Fig. 5. h4E-BP1 HyperTRIBE identifies h4E-BP1 targets in PC3 cells.

(A) The number of edited sites is significantly higher in h4E-BP1 HyperTRIBE than in wild-type PC3 cells or in Hyper only. The number of edited sites was increased after Ink128 or PP242 treatment (h4E-BP1 Hyper Active). Expressing hyperADARcd alone (Hyper only) did not result in more editing sites than in control PC3 cells.
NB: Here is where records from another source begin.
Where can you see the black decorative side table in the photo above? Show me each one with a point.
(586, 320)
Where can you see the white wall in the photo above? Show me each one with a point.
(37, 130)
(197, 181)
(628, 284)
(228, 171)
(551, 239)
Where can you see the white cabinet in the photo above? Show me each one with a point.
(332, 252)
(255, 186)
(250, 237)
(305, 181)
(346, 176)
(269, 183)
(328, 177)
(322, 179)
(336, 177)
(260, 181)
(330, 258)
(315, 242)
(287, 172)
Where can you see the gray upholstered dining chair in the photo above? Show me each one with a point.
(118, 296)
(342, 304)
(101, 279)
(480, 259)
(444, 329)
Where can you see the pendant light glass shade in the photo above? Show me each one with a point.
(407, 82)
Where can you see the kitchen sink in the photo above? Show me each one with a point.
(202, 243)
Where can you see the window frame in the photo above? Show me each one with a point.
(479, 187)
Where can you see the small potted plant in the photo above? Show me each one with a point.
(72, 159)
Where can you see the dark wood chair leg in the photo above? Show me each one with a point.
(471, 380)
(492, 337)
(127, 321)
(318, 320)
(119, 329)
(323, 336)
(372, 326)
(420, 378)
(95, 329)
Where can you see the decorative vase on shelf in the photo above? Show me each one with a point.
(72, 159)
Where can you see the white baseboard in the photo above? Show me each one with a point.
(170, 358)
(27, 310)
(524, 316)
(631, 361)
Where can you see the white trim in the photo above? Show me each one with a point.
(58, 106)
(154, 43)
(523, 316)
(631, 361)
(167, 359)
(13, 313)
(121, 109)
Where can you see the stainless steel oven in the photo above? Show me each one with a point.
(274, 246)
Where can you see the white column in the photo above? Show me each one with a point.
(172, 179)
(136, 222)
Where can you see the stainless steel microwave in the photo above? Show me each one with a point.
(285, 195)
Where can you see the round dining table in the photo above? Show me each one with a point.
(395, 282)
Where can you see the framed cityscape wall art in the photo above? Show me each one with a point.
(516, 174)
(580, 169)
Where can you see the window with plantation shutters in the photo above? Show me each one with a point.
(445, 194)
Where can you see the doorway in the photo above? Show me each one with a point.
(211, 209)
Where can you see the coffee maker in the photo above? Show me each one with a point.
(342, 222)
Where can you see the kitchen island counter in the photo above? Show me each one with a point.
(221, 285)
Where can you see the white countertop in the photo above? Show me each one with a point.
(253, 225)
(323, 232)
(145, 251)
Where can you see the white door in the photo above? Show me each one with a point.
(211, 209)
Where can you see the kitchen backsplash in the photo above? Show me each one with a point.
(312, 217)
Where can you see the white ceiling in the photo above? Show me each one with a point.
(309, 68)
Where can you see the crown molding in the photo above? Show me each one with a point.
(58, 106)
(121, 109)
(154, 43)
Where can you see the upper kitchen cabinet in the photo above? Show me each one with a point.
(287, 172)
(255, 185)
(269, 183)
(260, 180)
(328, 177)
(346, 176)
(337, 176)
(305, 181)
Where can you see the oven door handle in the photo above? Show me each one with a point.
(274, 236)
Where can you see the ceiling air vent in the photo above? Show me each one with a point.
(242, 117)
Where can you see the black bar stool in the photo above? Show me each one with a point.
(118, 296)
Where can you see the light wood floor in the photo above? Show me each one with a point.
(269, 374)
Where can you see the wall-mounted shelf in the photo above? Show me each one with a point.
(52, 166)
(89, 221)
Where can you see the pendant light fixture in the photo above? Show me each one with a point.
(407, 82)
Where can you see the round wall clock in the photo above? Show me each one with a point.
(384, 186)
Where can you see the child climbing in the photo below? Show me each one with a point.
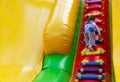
(89, 33)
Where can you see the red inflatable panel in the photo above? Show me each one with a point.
(93, 1)
(93, 6)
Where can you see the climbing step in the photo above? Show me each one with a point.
(93, 6)
(98, 51)
(94, 14)
(89, 77)
(92, 63)
(86, 70)
(94, 1)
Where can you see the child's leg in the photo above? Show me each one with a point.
(86, 39)
(91, 40)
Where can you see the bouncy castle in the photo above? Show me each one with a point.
(43, 41)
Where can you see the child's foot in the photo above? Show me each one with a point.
(90, 48)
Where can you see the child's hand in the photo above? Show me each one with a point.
(99, 37)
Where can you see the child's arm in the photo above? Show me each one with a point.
(97, 28)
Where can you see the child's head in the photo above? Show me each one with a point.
(91, 18)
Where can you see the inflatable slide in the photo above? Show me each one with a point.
(43, 41)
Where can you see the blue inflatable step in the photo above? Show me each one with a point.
(82, 70)
(89, 77)
(92, 63)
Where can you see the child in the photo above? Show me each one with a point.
(89, 33)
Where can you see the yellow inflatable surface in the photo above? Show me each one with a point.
(21, 29)
(59, 31)
(116, 37)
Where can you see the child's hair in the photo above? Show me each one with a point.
(90, 18)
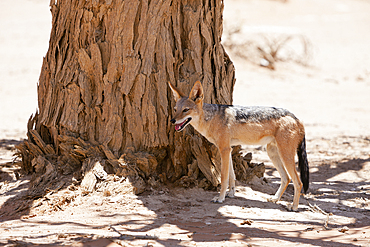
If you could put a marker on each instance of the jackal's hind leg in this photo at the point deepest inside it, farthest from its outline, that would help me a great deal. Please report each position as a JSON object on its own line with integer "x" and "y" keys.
{"x": 231, "y": 192}
{"x": 273, "y": 153}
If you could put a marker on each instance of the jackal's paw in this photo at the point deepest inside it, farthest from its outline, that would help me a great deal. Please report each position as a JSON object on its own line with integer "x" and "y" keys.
{"x": 217, "y": 199}
{"x": 273, "y": 199}
{"x": 230, "y": 193}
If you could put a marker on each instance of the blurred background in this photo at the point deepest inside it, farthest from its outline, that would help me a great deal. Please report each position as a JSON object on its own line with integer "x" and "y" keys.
{"x": 311, "y": 57}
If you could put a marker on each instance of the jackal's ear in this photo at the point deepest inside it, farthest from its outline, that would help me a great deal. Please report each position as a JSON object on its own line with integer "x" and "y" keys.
{"x": 196, "y": 93}
{"x": 177, "y": 94}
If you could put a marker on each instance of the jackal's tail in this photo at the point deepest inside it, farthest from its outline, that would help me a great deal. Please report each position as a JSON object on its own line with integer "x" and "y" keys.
{"x": 303, "y": 164}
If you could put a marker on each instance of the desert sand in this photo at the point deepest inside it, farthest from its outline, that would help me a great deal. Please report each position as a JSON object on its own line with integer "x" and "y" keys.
{"x": 328, "y": 89}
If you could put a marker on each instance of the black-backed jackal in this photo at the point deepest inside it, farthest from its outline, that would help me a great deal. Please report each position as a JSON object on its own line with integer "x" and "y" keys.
{"x": 227, "y": 126}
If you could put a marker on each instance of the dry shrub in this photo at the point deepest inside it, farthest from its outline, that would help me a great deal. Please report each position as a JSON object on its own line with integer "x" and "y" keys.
{"x": 266, "y": 47}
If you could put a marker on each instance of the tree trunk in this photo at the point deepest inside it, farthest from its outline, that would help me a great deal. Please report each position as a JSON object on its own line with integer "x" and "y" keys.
{"x": 103, "y": 90}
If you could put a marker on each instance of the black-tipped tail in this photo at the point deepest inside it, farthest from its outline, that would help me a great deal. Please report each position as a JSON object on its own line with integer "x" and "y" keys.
{"x": 303, "y": 164}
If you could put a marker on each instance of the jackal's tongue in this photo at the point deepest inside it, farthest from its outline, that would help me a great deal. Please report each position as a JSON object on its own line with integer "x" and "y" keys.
{"x": 178, "y": 126}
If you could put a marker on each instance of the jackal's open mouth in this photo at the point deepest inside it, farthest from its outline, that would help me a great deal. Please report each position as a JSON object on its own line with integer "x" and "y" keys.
{"x": 181, "y": 126}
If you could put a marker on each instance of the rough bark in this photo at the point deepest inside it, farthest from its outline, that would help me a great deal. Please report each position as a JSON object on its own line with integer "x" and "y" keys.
{"x": 103, "y": 92}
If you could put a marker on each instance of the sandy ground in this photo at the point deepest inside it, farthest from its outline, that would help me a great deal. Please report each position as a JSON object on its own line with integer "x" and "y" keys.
{"x": 330, "y": 95}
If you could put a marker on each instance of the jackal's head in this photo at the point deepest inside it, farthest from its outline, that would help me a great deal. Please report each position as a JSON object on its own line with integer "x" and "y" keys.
{"x": 187, "y": 109}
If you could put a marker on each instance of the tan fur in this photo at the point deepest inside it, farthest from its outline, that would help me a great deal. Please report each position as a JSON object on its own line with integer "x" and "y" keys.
{"x": 281, "y": 135}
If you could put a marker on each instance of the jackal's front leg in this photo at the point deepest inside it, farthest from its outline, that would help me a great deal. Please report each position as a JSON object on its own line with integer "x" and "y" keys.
{"x": 225, "y": 166}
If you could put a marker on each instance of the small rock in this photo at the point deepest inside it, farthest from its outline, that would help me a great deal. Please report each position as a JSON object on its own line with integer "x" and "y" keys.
{"x": 343, "y": 229}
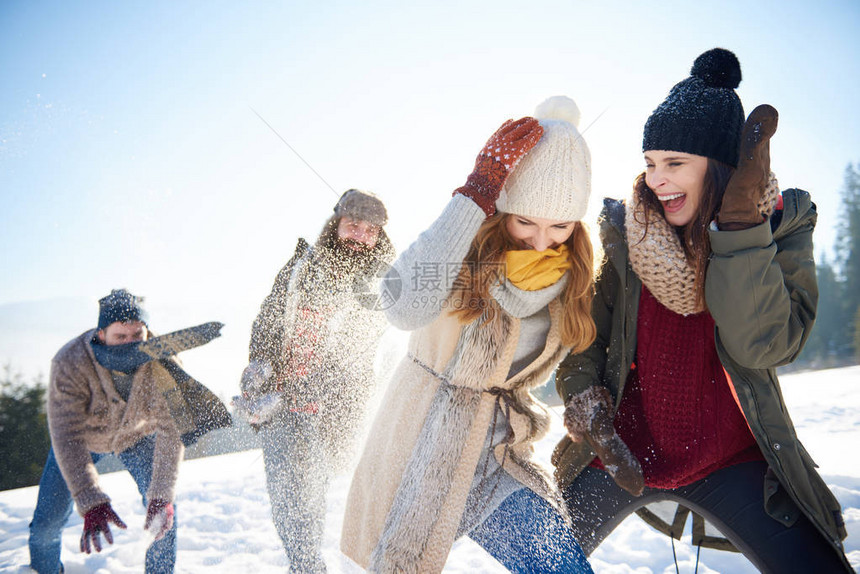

N = 2 to 3, +SEM; *P < 0.05, paired one-tailed Student’s t test; **P < 0.005, unpaired one-tailed Student’s t test. (B) IGV view of three examples of the editing sites and editing percentages of mTOR-sensitive genes VIM, ODC1, and CCND3. Background editing sites detected in control PC3 cells or Hyper only were removed. Samples were incubated with DMSO (black), Ink128 (red), or PP242 (blue). The alignment of mRNA-seq reads is also shown. (C) The editing sites of h4E-BP1 HyperTRIBE are enriched in 5′UTR and 3′UTR of mRNA. (D) Consensus motifs from the 5′UTRs of 711 h4E-BP HyperTRIBE targets (listed in table S4). These targets were detected at least twice after mTOR inhibition. (E) Table of enriched GO term biological processes in 711 h4E-BP1 HyperTRIBE targets. (F) Ortholog mapping between 711 h4E-BP1 HyperTRIBE targets and 968 Thor-HyperTRIBE targets shows that 32% of h4E-BP1 targets are conserved in Drosophila.